BIRDSVILLE woman Jenna Brook is running for bums.
No, she isn’t running naked or showing off her bum.
Ms Brook will run from Tasmania to the tip of Cape York in February next year in a bid to raise awareness and start a conversation about bowel cancer in rural communities.
The 4500km journey will take about four months with Ms Brook preparing to run 40km each day on her inland journey to arrive in small towns by midday to spend the afternoon chatting with locals.
Ms Brook, whose family run organic beef properties in the state’s far west, is the first to admit she isn’t a runner and she doesn’t enjoy it but after her own experience with bowel problems she is hopeful she can help save lives.
“My grandfather had bowel cancer before I was even born...so we have a strong genetic link to it,” she said.
“When I was 25 because I knew what our family history was I was screened then and had a number of abnormalities removed and am now on a recall list.
“The main thing is to get people to talk about bowel cancer because unfortunately our society lends itself to be embarrassed talking about that.
“The success rate of treatment when found early is 90 per cent.

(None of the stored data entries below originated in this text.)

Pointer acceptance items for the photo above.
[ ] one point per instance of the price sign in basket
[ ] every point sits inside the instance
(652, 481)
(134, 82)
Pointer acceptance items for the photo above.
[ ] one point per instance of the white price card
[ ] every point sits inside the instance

For the sake of having the uncomfortable chat with your doctor or your family, you have to do it.”
Her training involves cycling, yoga, walking, strength and stretches but has taken a slight step back after suffering a hip injury.
She is confident of recovering and completing her Running for Bums event even if she has to cycle her way through it.
It seems she is no stranger to a wild challenge either having walked across the Simpson Desert in 2012 and competed in ultra marathons.
Ms Brook said she didn’t underestimate the pain of this challenge.
“The physical side of it is going to be brutal...I’m probably going to cry a lot,” she said.
“But hopefully the benefit of this whole run for the communities I pass through will give me the motivation to get out of bed some mornings.”
Ms Brook will complete her run while wearing clothing from Merino Country and said it would be a great advertisement to the wool industry that their products could survive an enduring run.
Merino Country managing director Kerrie Richards said they wanted to support a cause that affected the rural communities.